Rani mengaku, ia tidak memiliki pengalaman langsung di bidang Organization Development & Cost Control, bahkan tidak terlalu aktif berorganisasi.
Namun, UT memberikan kesempatan bagi seluruh mahasiswa tanpa memandang latar belakang jurusan.
Melihat peluang tersebut, Rani mengoptimalkan CV yang dia miliki dengan mencantumkan sejumlah prestasinya.
Sebelum ini, Rani meraih Gold Medal dan The Winner of Business Best Idea Award di ajang International Youthpreneur Competition 2024, 1st Winner Business Planning di ajang KOPMA UNUSA, 1st Winner P2MW KMI oleh Kemdikbudristek di Bidang Produksi/Budidaya, serta menjuarai 10 kompetisi lain terkait inovasi dan bisnis.

“Kemungkinan besar, sertifikat kejuaraan selama ini yang menjadi faktor saya lolos MSIB di UT bagian Organization Development & Cost Control meski minim pengalaman. Oleh karena itu, selama di divisi ini, saya terlibat dalam project-project besar berbasis inovasi,” papar Rani.
Kendati demikian, menurut Rani berdasarkan pengalaman intern UT lainnya, tidak semua peserta MSIB UT menonjol di prestasi non-akademik.

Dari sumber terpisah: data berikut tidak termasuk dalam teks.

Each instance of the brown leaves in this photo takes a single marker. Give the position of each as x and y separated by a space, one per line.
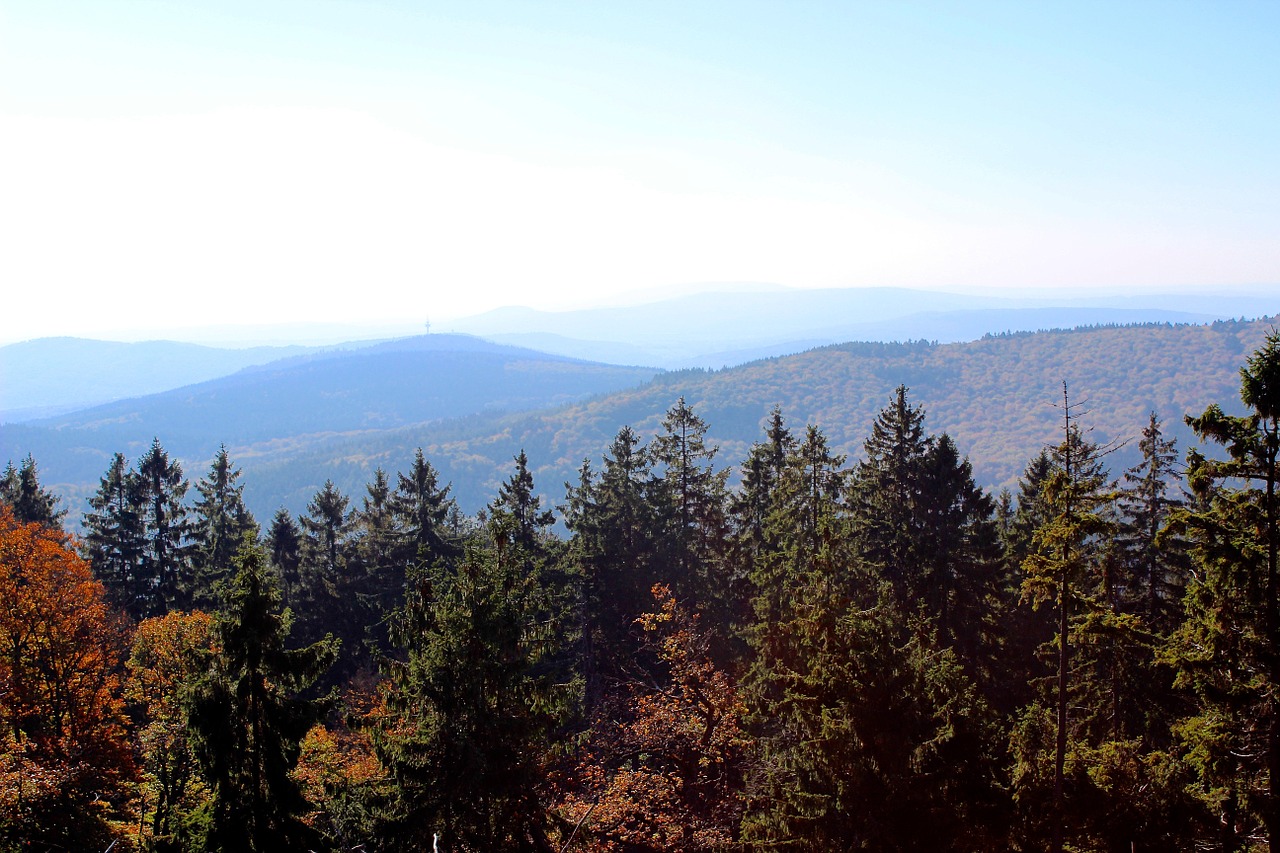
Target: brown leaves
661 766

Ada pula yang memiliki nilai akademik menjulang. Atau berbekal sertifikasi pelatihan, bootcamp, maupun kompetensi keahlian. Bahkan sekadar mencantumkan pengalaman organisasi yang relevan di CV.

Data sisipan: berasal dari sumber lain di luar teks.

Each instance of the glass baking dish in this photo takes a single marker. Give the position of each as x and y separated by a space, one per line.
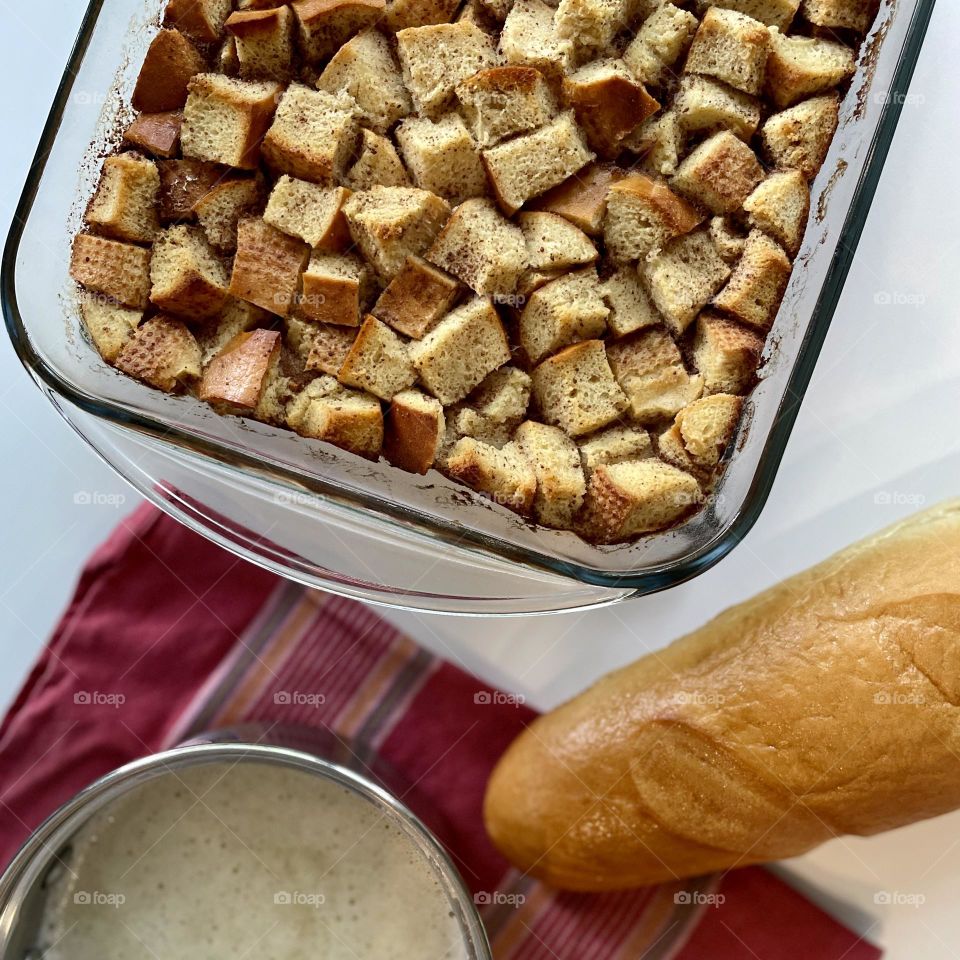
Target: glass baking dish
329 519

Rani berpesan, optimalkan CV dengan mencantumkan sesuatu yang unggul dalam diri sendiri. Baik itu unggul di organisasi, kemampuan akademik, atau hal lain. Kemudian, persiapkan psikotes sedini mungkin dan banyak berlatih untuk sesi wawancara.
Kisah Rani merupakan inspirasi bagi para mahasiswa yang pesimis untuk lolos MSIB di top company. Ia menunjukkan dengan tekad, kerja keras, dan persiapan yang matang, tidak ada yang mustahil untuk diraih.